AWS Fault Injection Service Documentation

AWS Fault Injection Service (FIS) is a fault injection service that makes it easier for teams to discover an application’s weaknesses in order to improve performance, observability, and resiliency.

Setup

AWS Fault Injection Service makes it easier to build and run fault injection experiments, without needing to install agents. Fault injection actions are used to define actions such as stopping an instance, throttling an API, and failing over a database. Fault Injection Service is designed to support Amazon CloudWatch so that you can use your existing metrics to monitor Fault Injection Service experiments.

Run real-world scenarios

Scenarios define events or conditions that you can apply to test the resilience of your applications, such as an AZ power interruption or cross-region connectivity interruption. Scenarios are created and owned by AWS, and minimize undifferentiated heavy lifting by providing you with pre-defined targets and fault actions (e.g., gradually increase CPU load from 90% to 100% for Amazon EC2 instances) for possible application impairments.

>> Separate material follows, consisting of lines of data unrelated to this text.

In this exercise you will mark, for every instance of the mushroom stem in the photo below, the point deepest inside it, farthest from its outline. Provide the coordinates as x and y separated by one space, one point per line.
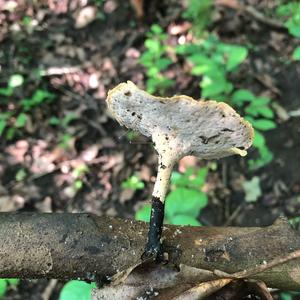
153 246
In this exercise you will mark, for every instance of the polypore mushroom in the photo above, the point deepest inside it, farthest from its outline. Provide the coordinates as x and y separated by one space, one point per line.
178 126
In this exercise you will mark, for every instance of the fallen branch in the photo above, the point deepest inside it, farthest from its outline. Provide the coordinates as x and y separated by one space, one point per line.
85 246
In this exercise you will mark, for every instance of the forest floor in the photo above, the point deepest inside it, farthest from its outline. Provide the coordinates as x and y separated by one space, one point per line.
79 164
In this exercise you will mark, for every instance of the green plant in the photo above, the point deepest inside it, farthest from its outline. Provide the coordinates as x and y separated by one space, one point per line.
214 61
76 290
156 60
260 114
5 284
199 13
289 296
15 116
64 137
291 13
133 183
185 201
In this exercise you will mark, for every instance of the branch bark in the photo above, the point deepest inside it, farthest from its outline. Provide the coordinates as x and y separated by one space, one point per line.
66 246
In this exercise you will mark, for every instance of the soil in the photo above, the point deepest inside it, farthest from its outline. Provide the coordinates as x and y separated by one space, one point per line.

Scenarios are provided through the Scenario Library in the FIS console, and are run using an FIS experiment template. In order to run an experiment using a scenario, select the scenario from the library, copy it to your experiment template, and specify your application details. Each scenario includes a detailed description and suggested metrics to measure the response of your application during the experiment, helping you improve the resilience posture of your applications over time.

Safety controls

AWS Fault Injection Service is designed to help you target experiments, based on environments, application, and other dimensions using tags, which provide guardrails and help keep your fault injection experiments under control. Fault Injection Service also has the option to set rules based on Amazon CloudWatch Alarms or other tools to stop an experiment.

Security model

AWS Fault Injection Service is integrated with AWS Identity and Access Management (IAM), which helps you control which users and resources have permission to access and run Fault Injection Simulator experiments, and which resources and services can be affected.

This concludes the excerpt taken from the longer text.